I took a bite. It should be noted, I wanted to love them. Or, I wanted to love them. Don’t be mistaken, I’m not saying I outright disliked them – just that I’m not head-over-heels crazy for them either. And it’s not the beans – their taste just disappears into the chocolate. But there was the subtle undercurrent of something else going on in there. Something earthy. Something *too* healthy. Not sweet enough. Moist and chocolately, but not chewy, oozing, do-not-disturb bliss.

So the final verdict. Will I serve them my dinner party guests? No. Will I make them again? Yes – from time to time, if I’m looking for a healthy dessert option or in need of a gluten-free gift for a friend – then yes*.
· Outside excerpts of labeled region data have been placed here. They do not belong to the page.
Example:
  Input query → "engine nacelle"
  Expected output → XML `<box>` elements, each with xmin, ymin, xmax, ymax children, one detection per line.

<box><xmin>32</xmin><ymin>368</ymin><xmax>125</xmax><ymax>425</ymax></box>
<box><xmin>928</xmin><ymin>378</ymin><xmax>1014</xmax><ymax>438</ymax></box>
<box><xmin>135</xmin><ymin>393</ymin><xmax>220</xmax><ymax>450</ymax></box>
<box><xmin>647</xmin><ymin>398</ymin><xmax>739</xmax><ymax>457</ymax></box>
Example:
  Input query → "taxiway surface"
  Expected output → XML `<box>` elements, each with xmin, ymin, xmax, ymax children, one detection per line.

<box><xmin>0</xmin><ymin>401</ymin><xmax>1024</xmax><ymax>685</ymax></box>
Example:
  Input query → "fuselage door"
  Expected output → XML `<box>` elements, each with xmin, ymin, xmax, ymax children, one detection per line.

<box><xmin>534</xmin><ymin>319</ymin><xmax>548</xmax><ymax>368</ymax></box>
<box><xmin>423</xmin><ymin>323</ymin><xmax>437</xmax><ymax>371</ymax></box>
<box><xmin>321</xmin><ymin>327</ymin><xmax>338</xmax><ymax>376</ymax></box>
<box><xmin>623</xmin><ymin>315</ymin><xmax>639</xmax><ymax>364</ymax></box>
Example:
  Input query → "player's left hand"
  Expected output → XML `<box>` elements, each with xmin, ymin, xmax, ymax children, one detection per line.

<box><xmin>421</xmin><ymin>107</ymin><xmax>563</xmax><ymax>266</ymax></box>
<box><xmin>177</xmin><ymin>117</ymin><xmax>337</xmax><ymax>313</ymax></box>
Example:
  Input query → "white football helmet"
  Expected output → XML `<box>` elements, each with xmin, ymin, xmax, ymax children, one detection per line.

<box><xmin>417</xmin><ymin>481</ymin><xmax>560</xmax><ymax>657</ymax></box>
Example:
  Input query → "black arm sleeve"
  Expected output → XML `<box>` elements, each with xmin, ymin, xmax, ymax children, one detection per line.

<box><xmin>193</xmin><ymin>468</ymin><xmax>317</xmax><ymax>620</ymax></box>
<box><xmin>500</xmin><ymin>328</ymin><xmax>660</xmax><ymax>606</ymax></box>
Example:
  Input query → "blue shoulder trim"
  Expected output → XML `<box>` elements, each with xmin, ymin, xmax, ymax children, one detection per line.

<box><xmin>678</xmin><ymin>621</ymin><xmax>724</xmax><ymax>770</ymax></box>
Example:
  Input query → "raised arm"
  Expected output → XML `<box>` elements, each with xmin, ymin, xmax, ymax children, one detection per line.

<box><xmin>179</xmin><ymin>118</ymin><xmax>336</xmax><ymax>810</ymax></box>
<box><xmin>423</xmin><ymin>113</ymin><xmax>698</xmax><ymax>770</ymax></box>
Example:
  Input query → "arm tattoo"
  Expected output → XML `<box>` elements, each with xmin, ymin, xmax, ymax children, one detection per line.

But you don’t have to take my word for it. With a few healthy reservations, I present:

Black Bean Browniesclose up black bean brownie

16 servings / approximately 125 calories per serving

  • 1 (15 ounce) can black beans, rinsed and drained
  • 3 eggs
  • 3 tablespoons canola oil
  • 1/2 cup Dutch-processed cocoa powder
  • 1 pinch salt
  • 1 teaspoon baking powder
  • 1 tablespoon vanilla extract
  • 3/4 cup white sugar
  • 1 teaspoon instant coffee (I used one of those little Starbucks Via instant coffee packets)
  • 1/2 cup chocolate chips


Preheat oven to 350 degrees. Lightly grease an 8×8 square baking dish. Combine all ingredients except for the chocolate chips in a blender; blend until smooth. Pour the mixture into the prepared baking dish. Sprinkle the chocolate chips over the top of the mixture.

Bake in the preheated oven for approximately 30 minutes (the top will appear dry when done).

Let cool (about 15 minutes). Cut into 16 servings. Enjoy!

*A final note, lest any of the above commentary dissuade you from giving these BBB’s a go. I recently served them up to a group of daring friends, and they were smitten. Asking for more, begging for the recipe smitten. So, my not-quite-love regard for them might just be me. I do, admittedly, hold this particular dessert to an impossibly high standard – so I would urge you to give these a try before drawing any conclusions. As a wise friend once said, if brownies are the dessert equivalent of George Clooney (true!), then adding a little healthy substitution to the mix is like George in Birkenstocks. Nearly impossible to imagine. But, no matter how you slice it (and I really do hope you will), a pretty picture nonetheless.